In this summary of approaches used to date to identify candidate genes for AD, the first consideration is the complex pathology of AD (panel A), which includes defects and damage at the epithelial barrier, and penetration of allergens, microbes, pollutants and irritants into the epidermis and dermis, ultimately interacting with antigen presentation cells (i.e., Langerhans cells and dermal dendritic cells). The ‘brick wall-like’ structure of the stratum corneum is compromised, possibly by defects in genes residing in the epidermal differentiation complex (EDC), including FLG, LOR, LCEs, S100s, SPRRs, SCTE, and SCCE. Additional candidates include tight junctions (TJ), proteins that constitute the “gate” to the passage of water, ions and solutes through the paracellular pathway in the stratum granulosum (i.e., CLDN1).
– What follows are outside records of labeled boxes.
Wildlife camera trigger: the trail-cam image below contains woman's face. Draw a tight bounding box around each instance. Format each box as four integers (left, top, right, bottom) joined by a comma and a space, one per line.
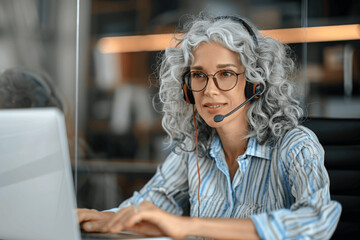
190, 43, 247, 128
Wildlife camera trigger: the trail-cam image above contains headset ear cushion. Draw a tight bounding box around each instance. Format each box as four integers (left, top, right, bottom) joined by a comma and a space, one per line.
245, 81, 254, 99
183, 83, 195, 104
245, 81, 262, 99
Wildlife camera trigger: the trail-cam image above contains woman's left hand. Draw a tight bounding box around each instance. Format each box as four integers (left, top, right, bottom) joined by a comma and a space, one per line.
103, 201, 191, 238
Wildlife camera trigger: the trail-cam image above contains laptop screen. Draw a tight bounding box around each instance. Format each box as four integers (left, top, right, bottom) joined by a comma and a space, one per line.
0, 108, 80, 240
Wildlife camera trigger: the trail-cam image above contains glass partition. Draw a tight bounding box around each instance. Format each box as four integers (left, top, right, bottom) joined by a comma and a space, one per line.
0, 0, 76, 161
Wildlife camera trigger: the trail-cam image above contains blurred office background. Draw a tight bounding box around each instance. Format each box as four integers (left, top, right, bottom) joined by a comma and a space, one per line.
0, 0, 360, 210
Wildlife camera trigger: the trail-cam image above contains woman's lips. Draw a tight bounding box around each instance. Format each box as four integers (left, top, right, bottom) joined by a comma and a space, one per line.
203, 103, 225, 114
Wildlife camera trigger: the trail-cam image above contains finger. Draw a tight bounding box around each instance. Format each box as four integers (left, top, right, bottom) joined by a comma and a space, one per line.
107, 207, 141, 233
103, 207, 134, 232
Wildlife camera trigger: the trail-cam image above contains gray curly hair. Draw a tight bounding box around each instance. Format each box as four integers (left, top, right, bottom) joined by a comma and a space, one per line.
159, 15, 303, 155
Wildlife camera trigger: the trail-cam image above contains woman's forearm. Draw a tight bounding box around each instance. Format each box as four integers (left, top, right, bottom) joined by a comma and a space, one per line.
186, 217, 260, 240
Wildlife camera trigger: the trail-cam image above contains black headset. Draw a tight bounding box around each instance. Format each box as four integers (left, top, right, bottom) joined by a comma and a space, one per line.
182, 16, 263, 104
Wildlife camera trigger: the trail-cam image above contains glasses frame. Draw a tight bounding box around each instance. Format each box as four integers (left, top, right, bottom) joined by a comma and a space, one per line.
184, 69, 245, 92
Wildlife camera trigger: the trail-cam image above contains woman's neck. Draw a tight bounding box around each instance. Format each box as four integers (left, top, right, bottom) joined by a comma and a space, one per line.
216, 121, 249, 164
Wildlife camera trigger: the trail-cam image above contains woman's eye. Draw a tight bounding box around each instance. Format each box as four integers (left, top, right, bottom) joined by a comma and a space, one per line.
191, 73, 205, 78
221, 71, 234, 77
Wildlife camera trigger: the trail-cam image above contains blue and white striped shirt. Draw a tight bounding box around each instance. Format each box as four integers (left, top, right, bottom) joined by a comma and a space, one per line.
119, 126, 341, 239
A defective innate immune response (involving, for example, the TLRs, CD14, NOD1, NOD2, DEFB1, and IRF2) may contribute to a heightened IgE-mediated, systemic Th2 response. Combining a candidate gene approach with robust, genomewide gene expression profiling has the potential of both elucidating novel candidates and validating suspected candidates, as illustrated in panel B, in which genes in the EDC on chromosome 1q21 are significantly differentially expressed in a human skin biopsies taken from AD patients compared to healthy nonatopic controls (courtesy L.A. Beck). Candidate genes are selected, and substitutions (i.e., single nucleotide polymorphisms, or SNPs) and simple structural variants (i.e., insertions/deletions, repeats) are genotyped in large populations selected for AD and tests for association are performed.